Looks perfect I would possibly look about getting a chemical loo fitted and wash basin.

Has it got running water? You could be stuck a little with out it lol. Maybe look at rain water collection too it would bother the landlord and might save a few quid.

BTW really double check the washing lark around units, get it in writting as you could find someone complaining on your first day.

Cheers

PaulN


----------



## CraigQQ (Jan 20, 2011)

only problem with communal toilet, you will have to lock the unit up everytime you need to pee or wash your hands..

can't be leaving the unit unlocked with expensive cars and equipment inside.


----------



## Trucksy (Jul 17, 2011)

went for a more detailed viewing with the landlord today and hes upped the price to £660 a month!!!!

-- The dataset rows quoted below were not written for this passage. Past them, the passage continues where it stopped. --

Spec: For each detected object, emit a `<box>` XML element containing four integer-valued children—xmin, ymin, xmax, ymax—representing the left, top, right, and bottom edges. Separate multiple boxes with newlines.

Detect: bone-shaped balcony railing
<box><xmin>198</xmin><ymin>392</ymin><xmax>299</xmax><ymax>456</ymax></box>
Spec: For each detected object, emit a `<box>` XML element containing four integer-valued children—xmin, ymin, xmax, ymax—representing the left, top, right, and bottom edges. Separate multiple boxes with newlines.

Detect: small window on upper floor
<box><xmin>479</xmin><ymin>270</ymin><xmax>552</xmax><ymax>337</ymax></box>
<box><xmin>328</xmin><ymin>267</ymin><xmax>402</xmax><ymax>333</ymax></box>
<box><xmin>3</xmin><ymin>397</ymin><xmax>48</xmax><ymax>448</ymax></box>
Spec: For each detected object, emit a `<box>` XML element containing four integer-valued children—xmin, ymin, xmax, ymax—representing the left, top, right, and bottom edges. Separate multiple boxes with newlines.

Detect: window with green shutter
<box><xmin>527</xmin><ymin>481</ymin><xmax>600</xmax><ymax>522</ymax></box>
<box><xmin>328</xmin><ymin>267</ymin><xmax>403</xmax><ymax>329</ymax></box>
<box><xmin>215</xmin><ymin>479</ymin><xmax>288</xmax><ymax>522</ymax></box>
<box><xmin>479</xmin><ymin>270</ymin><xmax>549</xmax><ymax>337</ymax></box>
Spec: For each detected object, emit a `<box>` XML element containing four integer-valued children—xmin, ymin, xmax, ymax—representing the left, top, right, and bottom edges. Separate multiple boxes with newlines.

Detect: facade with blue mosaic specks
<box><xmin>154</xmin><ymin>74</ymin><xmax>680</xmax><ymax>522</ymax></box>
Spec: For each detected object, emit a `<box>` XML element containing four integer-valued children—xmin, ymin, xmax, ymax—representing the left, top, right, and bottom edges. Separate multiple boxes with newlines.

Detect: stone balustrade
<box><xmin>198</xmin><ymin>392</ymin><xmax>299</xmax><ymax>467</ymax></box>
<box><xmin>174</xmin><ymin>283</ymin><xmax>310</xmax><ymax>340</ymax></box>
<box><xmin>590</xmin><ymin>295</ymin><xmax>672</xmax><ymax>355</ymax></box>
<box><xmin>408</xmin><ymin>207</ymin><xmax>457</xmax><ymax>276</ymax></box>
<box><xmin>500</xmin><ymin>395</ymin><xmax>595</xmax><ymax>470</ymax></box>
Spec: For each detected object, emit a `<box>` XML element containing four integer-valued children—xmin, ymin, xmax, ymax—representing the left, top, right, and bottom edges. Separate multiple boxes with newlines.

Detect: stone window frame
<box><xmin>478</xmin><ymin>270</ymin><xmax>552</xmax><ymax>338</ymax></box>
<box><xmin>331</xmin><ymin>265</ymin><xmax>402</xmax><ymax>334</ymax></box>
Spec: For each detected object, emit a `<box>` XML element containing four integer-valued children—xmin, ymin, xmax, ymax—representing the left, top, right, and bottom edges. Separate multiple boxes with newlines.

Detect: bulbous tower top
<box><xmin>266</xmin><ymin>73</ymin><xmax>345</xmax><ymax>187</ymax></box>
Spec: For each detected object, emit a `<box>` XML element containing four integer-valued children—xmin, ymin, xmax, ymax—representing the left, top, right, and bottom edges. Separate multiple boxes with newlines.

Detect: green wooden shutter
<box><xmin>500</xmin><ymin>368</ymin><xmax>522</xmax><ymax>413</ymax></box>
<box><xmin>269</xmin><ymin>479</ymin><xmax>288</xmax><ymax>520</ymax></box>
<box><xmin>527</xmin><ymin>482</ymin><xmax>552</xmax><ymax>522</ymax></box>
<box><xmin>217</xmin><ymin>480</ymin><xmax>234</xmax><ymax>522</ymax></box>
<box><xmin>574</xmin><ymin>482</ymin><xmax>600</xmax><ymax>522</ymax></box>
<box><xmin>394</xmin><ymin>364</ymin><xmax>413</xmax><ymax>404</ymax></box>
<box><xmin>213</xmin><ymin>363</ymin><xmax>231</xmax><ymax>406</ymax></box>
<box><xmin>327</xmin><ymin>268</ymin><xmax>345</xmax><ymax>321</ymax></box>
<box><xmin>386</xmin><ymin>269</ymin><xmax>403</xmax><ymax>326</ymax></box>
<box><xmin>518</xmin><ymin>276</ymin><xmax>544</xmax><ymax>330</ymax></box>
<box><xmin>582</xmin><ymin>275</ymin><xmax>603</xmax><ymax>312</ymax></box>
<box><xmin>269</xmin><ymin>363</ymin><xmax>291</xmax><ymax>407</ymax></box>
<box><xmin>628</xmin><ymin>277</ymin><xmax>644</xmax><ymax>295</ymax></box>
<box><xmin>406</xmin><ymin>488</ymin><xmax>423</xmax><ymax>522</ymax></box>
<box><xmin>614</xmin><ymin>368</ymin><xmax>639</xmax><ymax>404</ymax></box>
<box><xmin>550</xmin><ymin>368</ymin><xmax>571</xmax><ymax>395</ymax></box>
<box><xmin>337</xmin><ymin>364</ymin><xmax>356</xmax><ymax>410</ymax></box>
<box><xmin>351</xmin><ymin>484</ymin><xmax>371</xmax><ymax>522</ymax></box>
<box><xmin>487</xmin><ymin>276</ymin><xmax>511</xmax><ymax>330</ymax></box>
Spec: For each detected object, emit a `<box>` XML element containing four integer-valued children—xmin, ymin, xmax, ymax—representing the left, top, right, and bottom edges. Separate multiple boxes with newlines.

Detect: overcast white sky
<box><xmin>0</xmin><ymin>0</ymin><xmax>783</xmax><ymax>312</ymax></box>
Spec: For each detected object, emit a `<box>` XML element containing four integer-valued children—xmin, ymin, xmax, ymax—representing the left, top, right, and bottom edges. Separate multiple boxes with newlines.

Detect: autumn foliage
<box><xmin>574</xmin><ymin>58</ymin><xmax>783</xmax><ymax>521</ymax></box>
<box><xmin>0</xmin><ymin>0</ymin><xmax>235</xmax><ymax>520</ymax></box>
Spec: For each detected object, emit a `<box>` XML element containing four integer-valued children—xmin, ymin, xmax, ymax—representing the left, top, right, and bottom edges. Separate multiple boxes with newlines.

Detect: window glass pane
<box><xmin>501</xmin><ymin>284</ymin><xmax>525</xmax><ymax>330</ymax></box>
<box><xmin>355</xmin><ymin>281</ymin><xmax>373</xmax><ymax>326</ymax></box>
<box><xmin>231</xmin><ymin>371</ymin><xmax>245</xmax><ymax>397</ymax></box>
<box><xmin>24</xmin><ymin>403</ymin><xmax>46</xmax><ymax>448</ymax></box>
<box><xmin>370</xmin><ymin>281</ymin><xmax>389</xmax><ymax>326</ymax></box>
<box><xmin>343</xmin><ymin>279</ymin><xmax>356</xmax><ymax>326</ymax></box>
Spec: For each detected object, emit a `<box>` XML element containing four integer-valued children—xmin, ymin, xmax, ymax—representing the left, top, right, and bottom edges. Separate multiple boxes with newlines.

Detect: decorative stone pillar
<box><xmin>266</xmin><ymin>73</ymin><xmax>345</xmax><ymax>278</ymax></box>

estate agent got the wrong details......... F**K**G B**L*X

so the serch continues.....

found this one









more money but lots more space

£585 a month
996 sq ft
workshop offices and facilities :thumb:

arranging a viewing :thumb:


----------



## CraigQQ (Jan 20, 2011)

looks good.. other than a bent pillar LOL


----------



## stangalang (Nov 27, 2009)

That did seem awfully cheap initially lol


----------



## Trucksy (Jul 17, 2011)

stangalang said:


> That did seem awfully cheap initially lol


if it sounds to good to be true it usually is..............

:lol:


----------



## stangalang (Nov 27, 2009)

I feel your pain. Have been looking for somewhere similar for a while, or perhaps smaller. Somewhere to store my car with space for a second and some office space for the missus. The first would have been ideal. I even thought about getting a movable ramp and opening it up to local members who have nowhere at home to work so they had a dry or shaded space to sort their own vehicles out, for some beer tokens to help with the storage costs. But it's just not viable really


----------



## mickpsu (Jan 2, 2012)

Trucksy said:


> behind the range on the tewkesbury road
> 
> where abouts in chelt you from?


I now live in Churchdown but work in Cheltenham for a business on the Tewkesbury Road next to the Lexus garage.


----------



## robrobc (Sep 8, 2008)

Trucksy said:


> went for a more detailed viewing with the landlord today and hes upped the price to £660 a month!!!!
> 
> estate agent got the wrong details......... F**K**G B**L*X
> 
> ...


Do not take the monthly rental as gospel. The market is difficult at present and many landlords would rather have some income than no income.

I would start at 75% of stated figure and go up to 85%maximum.

Be strong and you never know what you may achieve.

Rob


----------